I haven't been here for a while. To be honest, I've been swept up in a few great love stories and have been focusing a lot of my time on nurturing those.
But I am back.
The words in italics are an old attempt of a blog post back in October. I was going through some old drafts (all of which were only a title...guess I didn't get too far!) and came across this one, It hit me like a prophecy-come-true! There sure has been a great change running it's course in my life.
The first is that I am in love...totally, head-over-heels, crazy about a guy named Paul. Ironic, really, because just a few posts ago, I was talking about wanting love someday, but being okay with singleness. It's funny, when people talk about falling in love they often reference being hit by a train as well - in that it just comes out of nowhere when you are least expecting it. I would listen and nod my head in agreement, but deep down I think I thought I would know when it was happening. Like I would be able take some credit for the composition of a fabulous, romantic love story - I forgot for a time who the Author really is. But God had a plan for me and Paul. A brilliant one, full of redemption, understanding, openness, and all other great words that I can't think of right now! I so look forward to filling you in on the details of how we met, yada, yada, yada...so keep in touch!
The other great love story is with me and my Savior. I want to share with you an excerpt from a post Beth Moore posted on her blog (you can click here for the entire read).
"When we’ve ceased hearing or changing, we need a new environment. I am also mindful that, as I beg Him to keep me fresh and thrilled in His Word, that He often uses difficulty to answer that prayer. About the time I’m feeling a little lifeless or dull, something happens to make those words jump off the page again. Most of my revivals come from survivals. I still need Him so much. I need His Word. I need His Presence. I need His help. I need His deliverance. It’s weird to realize that sometimes our desperation for Him is an answer to our very own prayers to love Him like nothing else.

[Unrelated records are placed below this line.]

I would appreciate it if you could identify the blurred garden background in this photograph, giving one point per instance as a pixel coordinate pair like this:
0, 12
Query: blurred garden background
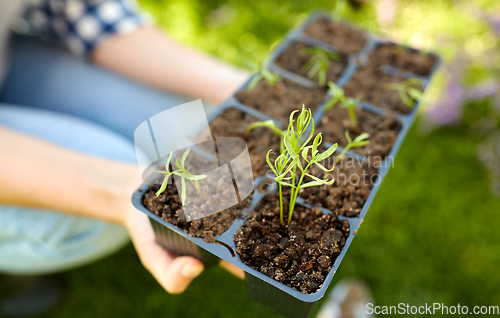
432, 232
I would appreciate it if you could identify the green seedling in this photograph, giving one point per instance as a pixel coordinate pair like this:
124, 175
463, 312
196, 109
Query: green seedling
350, 105
262, 72
408, 93
271, 125
318, 63
347, 103
291, 166
182, 173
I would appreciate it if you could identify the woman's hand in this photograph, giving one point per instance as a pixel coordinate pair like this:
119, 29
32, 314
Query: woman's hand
173, 273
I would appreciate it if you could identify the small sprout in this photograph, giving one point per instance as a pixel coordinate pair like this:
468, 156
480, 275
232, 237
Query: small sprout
182, 173
262, 72
318, 63
291, 166
271, 125
408, 93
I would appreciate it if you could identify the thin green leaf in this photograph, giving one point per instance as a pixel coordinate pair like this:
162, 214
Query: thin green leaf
183, 191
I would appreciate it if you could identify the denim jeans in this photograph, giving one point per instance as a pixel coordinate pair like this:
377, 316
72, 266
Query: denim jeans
55, 96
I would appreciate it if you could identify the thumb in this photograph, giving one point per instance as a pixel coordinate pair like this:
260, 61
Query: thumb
180, 273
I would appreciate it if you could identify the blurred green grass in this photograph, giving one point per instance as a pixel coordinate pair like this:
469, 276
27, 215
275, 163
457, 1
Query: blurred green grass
430, 235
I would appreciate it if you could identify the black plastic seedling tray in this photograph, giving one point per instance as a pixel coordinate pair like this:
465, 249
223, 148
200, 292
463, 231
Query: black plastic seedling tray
283, 299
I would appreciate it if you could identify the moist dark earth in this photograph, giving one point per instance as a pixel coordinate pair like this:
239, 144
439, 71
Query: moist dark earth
409, 60
280, 100
344, 39
233, 123
291, 60
300, 255
168, 207
354, 180
383, 130
370, 82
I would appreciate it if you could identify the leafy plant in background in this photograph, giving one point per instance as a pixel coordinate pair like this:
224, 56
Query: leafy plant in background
408, 92
319, 62
271, 125
262, 72
181, 172
292, 165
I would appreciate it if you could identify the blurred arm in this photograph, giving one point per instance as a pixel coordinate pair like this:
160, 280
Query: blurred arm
150, 56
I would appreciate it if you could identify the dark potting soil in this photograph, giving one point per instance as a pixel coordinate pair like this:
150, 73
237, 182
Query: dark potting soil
168, 206
383, 130
280, 100
354, 180
292, 60
344, 39
370, 82
233, 122
398, 56
300, 255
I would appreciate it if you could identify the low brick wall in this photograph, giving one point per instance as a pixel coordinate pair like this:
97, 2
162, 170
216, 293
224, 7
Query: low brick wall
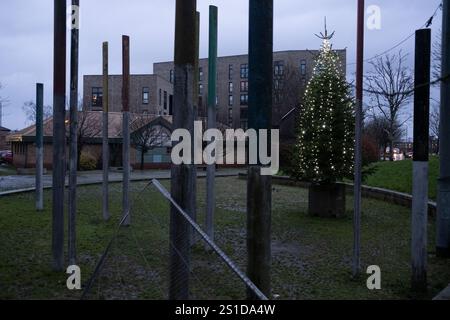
394, 197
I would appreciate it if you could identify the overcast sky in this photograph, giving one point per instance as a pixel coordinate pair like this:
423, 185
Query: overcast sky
26, 35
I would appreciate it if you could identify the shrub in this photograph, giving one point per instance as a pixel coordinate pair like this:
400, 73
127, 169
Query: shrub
87, 162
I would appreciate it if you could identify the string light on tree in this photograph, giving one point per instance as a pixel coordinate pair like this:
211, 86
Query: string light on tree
325, 127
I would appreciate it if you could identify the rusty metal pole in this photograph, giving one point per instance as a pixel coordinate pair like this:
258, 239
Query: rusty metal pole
39, 146
356, 263
126, 127
184, 176
194, 236
419, 240
105, 144
73, 133
259, 187
59, 133
212, 77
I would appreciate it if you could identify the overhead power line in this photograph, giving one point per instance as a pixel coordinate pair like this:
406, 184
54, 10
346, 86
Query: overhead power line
427, 24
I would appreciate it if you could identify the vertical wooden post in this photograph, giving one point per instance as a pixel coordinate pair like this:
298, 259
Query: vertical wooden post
356, 263
197, 66
184, 176
212, 77
59, 132
39, 146
105, 144
73, 152
420, 161
126, 127
443, 204
259, 188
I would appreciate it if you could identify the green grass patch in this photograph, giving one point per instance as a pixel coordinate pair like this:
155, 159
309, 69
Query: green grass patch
397, 176
311, 257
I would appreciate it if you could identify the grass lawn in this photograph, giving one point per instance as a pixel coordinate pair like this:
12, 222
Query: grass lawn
311, 256
398, 176
7, 170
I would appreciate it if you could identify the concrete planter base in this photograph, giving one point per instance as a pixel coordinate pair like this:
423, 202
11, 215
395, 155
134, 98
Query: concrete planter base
327, 200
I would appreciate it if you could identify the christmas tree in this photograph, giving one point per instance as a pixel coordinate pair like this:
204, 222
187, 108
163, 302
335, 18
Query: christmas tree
325, 127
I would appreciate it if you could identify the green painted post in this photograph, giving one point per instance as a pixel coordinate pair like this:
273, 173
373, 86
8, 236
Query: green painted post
259, 187
39, 146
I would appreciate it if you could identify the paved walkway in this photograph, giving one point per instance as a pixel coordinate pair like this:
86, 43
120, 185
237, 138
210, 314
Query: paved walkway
12, 184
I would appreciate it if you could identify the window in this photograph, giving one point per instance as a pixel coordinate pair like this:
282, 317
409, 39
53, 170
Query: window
278, 84
230, 87
97, 97
230, 100
279, 69
303, 67
244, 86
244, 71
165, 100
277, 98
145, 95
200, 74
244, 99
230, 72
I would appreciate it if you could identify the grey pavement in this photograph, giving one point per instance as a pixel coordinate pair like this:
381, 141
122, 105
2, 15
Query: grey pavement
16, 183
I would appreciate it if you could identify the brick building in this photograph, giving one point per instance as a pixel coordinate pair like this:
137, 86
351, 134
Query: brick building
24, 146
149, 94
291, 69
153, 94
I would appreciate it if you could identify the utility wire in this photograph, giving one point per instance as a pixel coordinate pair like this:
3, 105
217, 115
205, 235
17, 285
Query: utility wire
427, 24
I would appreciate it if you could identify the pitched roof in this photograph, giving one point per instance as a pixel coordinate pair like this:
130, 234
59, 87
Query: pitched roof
91, 122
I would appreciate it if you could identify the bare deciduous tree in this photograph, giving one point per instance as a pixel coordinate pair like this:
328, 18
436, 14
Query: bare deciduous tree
146, 137
29, 107
390, 87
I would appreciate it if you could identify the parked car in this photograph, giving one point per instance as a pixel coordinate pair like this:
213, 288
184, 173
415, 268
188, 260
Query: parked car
6, 157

He is so faithful. I shake my head at the wonder of Him again today."
Amen, Beth. Here are some things that I love about what she has to say:
- "Most of my revivals come from survivals." Not only does it rhyme, which is always catchy, but it totally rings true with my heart and experiences. There is nothing greater that knowing God's power and His faithfulness personally, and being able to look back in wonder of what He has done through a hard season.

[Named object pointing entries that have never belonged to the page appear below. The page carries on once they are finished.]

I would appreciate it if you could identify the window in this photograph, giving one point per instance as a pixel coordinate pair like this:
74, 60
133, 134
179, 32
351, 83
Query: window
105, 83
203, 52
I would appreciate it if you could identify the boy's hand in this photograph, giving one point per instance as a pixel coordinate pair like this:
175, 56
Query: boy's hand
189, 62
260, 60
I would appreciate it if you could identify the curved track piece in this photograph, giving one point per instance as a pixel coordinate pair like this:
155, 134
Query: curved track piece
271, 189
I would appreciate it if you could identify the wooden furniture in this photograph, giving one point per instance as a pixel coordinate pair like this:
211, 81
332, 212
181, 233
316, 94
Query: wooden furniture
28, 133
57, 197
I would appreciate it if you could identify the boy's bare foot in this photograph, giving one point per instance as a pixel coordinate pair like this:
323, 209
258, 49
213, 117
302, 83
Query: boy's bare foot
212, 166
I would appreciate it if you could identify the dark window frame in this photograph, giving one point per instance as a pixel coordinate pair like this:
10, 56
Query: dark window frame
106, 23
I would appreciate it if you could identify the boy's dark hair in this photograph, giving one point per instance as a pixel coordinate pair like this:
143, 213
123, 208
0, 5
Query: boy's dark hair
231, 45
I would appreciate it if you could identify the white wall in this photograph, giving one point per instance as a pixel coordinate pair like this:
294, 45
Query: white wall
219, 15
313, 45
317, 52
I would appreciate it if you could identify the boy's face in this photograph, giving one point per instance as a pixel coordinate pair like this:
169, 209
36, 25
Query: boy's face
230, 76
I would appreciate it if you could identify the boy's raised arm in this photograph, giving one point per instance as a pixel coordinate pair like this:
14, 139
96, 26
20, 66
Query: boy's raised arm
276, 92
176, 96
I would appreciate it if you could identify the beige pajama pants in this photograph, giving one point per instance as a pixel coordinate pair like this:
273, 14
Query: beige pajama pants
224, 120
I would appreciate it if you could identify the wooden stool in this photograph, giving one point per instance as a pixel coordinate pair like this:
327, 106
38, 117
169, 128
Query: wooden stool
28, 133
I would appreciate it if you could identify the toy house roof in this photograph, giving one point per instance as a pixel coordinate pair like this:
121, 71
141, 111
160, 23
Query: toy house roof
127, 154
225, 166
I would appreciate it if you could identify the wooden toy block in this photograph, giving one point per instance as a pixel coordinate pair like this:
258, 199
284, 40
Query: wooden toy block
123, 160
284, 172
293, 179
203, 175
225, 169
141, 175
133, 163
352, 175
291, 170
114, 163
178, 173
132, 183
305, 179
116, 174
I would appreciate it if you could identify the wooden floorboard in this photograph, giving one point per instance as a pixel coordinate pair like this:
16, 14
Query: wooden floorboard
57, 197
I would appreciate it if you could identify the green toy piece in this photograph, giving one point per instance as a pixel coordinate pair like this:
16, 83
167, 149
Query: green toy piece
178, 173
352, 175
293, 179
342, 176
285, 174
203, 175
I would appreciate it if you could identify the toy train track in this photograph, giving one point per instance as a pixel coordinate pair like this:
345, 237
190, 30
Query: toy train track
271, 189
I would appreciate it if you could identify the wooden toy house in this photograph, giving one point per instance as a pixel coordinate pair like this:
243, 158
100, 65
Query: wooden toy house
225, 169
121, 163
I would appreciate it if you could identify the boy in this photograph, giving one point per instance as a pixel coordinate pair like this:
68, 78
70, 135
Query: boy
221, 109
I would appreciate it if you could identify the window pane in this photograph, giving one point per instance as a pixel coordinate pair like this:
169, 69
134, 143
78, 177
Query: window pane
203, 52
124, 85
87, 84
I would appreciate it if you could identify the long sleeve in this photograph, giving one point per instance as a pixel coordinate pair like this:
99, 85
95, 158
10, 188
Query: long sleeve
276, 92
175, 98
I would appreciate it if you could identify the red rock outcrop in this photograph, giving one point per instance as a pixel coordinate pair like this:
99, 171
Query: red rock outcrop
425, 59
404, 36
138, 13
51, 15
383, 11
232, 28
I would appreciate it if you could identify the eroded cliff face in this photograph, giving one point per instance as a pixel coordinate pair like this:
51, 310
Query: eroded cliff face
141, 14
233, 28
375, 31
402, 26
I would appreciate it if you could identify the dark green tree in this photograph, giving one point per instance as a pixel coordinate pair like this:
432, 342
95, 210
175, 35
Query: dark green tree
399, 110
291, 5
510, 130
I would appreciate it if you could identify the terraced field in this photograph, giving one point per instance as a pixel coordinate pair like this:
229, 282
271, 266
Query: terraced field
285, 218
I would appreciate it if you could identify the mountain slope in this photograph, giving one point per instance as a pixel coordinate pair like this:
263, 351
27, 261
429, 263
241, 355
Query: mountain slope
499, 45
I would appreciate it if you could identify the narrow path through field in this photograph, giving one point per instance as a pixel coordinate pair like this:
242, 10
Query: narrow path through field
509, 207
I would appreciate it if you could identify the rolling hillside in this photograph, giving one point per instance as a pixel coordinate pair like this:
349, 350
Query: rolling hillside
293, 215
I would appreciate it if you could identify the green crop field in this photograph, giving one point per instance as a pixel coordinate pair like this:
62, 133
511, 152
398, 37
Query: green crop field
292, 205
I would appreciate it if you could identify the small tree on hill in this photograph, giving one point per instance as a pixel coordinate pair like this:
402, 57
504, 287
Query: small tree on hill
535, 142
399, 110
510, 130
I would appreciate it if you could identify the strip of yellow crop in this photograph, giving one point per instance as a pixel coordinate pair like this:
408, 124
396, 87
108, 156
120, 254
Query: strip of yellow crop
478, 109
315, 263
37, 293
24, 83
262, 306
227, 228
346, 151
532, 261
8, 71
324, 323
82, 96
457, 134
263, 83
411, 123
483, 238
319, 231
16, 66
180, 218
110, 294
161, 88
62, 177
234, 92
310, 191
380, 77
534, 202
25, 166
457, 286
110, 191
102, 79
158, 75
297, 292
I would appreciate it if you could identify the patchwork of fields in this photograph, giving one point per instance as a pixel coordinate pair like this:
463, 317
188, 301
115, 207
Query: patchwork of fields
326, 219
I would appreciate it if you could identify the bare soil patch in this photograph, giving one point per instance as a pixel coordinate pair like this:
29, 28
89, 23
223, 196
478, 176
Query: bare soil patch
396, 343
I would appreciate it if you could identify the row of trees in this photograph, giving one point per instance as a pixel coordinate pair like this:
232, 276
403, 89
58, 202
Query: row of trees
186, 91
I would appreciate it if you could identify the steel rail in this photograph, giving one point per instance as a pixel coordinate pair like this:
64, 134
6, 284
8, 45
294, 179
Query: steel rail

- "...He often uses difficulty to answer prayer." Holly Furtick put it well in her post about 'Pruning with a purpose', she references John 15:1-2 where Jesus is the True Vine and He cuts off those who don't bear fruit while He prunes those that do so that they bear more fruit. She shares some information about pruning roses,"Pruning a rose bush will encourage new growth and bloom, removed dead wood, improves air circulation, shapes the plan." I love that! God uses difficult times to encourage us to grow into His marvelous plan as he carefully and creatively shapes it!
- "It's weird to realize that sometimes our desperation for Him is an answer to our very own prayers to love Him like nothing else." I feel like she read my mind with this line. I have been wanting to explode with love for Jesus and passion for Him, but more often than not, I've just felt desperate for Him. It's been confusing, wanting to love Him, but just struggling to feel He is near. I am glad that Beth said this because it made me realize, once again, that His ways are greater than my ways. And in my desperation for Him, I've reached out to others and He has used them to remind me of all that He says He is.
God IS so faithful, all His ways are loving, and I am blessed to know this beyond a shadow of a doubt.
I want to share with you my favorite song right now. It's Hillsongs spin on the oldie-but-goodie, "Step By Step", their version is called "Like Incense/Sometimes By Step". Enjoy, friends!
Oh God, you are MY God and I will ever praise You.
Oh God, you are MY God and I will ever praise You.